Wide-eyed now, hands reaching upwards, grasping at clouds
and the residue that comes with the season. Emotions,
struggling with premonitions of silence, you attempt
to fashion thoughts into dreams
of what you want or where you’ve seen
or what you wish, or what might have been.
It’s not bright, not this time of day. There can’t be a moon,
not one you can see anyway.
Clouds and thoughts, and your restless ways
fighting the fever for hours and for days.
You might seem so strong and still, right now, who can say.
Lucent thought, lenient waves, comfort you enough to stay
tangled in the life you knew
in this sleep, just not all the way through.
Who you are, or what you want
the raindrops fall, the memories taunt.

Night is only a time for precious remembrances. No one can hear
what you think, perhaps no one can know. Not even you.
A life imagined. You can’t turn it off, or
turn it down, or see your way to shut out the view.
The only one is you. Trying to speak the words
you need to feel, you come up silent against
the rain’s steady peel. It’s takes over, it always does.
December rain. It’s not the same. The chill
cannot be the temperature, you are wrapped in the blankets,
pillows pushed aside in a heap, as they are when you sleep.
A rest that is not now, for if it were 
would you hear your heartbeat, or remember
all that you dream?

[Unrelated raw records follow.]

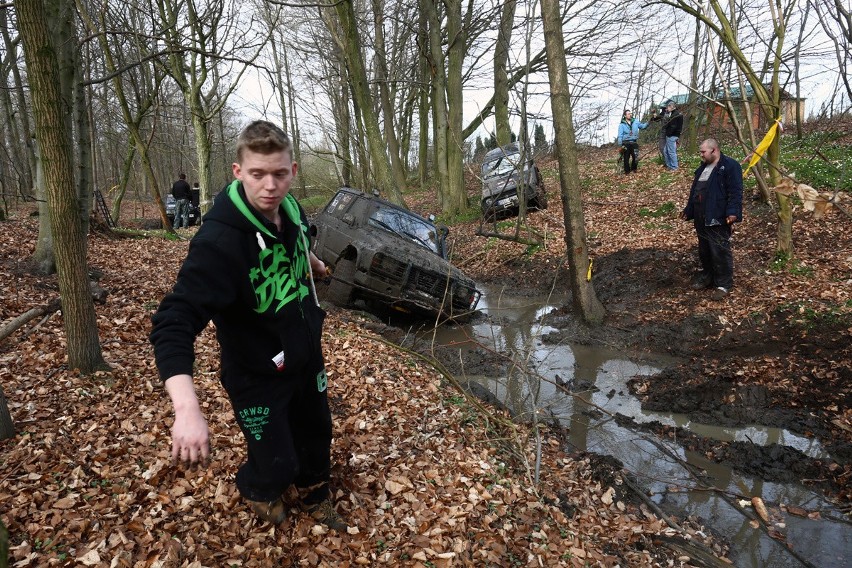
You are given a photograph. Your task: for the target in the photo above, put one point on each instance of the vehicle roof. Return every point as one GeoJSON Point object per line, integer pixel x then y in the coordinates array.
{"type": "Point", "coordinates": [510, 148]}
{"type": "Point", "coordinates": [384, 202]}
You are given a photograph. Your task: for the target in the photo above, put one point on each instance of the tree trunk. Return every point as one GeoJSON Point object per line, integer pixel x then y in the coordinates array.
{"type": "Point", "coordinates": [361, 93]}
{"type": "Point", "coordinates": [397, 170]}
{"type": "Point", "coordinates": [7, 430]}
{"type": "Point", "coordinates": [696, 117]}
{"type": "Point", "coordinates": [584, 298]}
{"type": "Point", "coordinates": [43, 258]}
{"type": "Point", "coordinates": [439, 100]}
{"type": "Point", "coordinates": [81, 330]}
{"type": "Point", "coordinates": [501, 80]}
{"type": "Point", "coordinates": [423, 107]}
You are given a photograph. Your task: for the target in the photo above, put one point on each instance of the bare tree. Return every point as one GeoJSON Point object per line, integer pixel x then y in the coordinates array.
{"type": "Point", "coordinates": [836, 21]}
{"type": "Point", "coordinates": [53, 133]}
{"type": "Point", "coordinates": [584, 298]}
{"type": "Point", "coordinates": [719, 22]}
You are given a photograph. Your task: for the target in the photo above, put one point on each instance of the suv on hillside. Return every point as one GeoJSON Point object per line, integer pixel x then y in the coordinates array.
{"type": "Point", "coordinates": [386, 254]}
{"type": "Point", "coordinates": [504, 170]}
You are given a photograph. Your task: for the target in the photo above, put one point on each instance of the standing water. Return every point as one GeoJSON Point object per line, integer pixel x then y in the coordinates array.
{"type": "Point", "coordinates": [598, 377]}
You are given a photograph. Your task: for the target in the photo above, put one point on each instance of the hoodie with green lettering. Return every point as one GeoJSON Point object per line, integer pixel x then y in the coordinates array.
{"type": "Point", "coordinates": [254, 283]}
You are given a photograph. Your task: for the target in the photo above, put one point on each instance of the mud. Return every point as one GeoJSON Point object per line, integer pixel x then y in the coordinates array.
{"type": "Point", "coordinates": [708, 386]}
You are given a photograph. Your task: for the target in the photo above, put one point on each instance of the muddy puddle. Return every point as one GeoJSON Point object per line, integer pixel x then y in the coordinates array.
{"type": "Point", "coordinates": [599, 412]}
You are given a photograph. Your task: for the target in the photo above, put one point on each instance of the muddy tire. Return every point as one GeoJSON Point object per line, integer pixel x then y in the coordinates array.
{"type": "Point", "coordinates": [489, 215]}
{"type": "Point", "coordinates": [539, 202]}
{"type": "Point", "coordinates": [340, 291]}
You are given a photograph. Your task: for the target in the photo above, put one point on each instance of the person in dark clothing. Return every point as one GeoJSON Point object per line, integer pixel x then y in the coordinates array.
{"type": "Point", "coordinates": [628, 139]}
{"type": "Point", "coordinates": [715, 203]}
{"type": "Point", "coordinates": [670, 134]}
{"type": "Point", "coordinates": [196, 194]}
{"type": "Point", "coordinates": [183, 195]}
{"type": "Point", "coordinates": [249, 269]}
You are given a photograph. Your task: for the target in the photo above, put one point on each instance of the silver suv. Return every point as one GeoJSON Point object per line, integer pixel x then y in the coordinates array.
{"type": "Point", "coordinates": [385, 254]}
{"type": "Point", "coordinates": [504, 171]}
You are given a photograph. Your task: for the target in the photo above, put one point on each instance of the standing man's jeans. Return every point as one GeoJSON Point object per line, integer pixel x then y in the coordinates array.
{"type": "Point", "coordinates": [181, 213]}
{"type": "Point", "coordinates": [670, 152]}
{"type": "Point", "coordinates": [630, 156]}
{"type": "Point", "coordinates": [715, 254]}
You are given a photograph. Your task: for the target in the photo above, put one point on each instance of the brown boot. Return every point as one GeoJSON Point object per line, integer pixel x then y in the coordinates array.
{"type": "Point", "coordinates": [325, 513]}
{"type": "Point", "coordinates": [271, 511]}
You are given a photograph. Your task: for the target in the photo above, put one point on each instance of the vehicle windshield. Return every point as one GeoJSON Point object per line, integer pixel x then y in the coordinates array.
{"type": "Point", "coordinates": [502, 164]}
{"type": "Point", "coordinates": [408, 226]}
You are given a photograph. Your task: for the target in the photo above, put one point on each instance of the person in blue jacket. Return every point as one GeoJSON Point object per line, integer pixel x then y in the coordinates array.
{"type": "Point", "coordinates": [628, 139]}
{"type": "Point", "coordinates": [715, 204]}
{"type": "Point", "coordinates": [250, 270]}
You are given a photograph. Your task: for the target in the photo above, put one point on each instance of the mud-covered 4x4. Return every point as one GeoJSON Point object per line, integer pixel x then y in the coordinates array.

Or is it ever as it seems.
The steady rhythm never forgets, patterns of the past
come back slowly. It’s wet, its cold, the memory is old
but it is right there. Remember.
Of course you do, of course you have,
you cannot spend all those waking hours in
wonder, and not have it come rushing back.
When you’re ready for mercy,
December rain seems to know.
It crashes against the silence and the mystery it holds.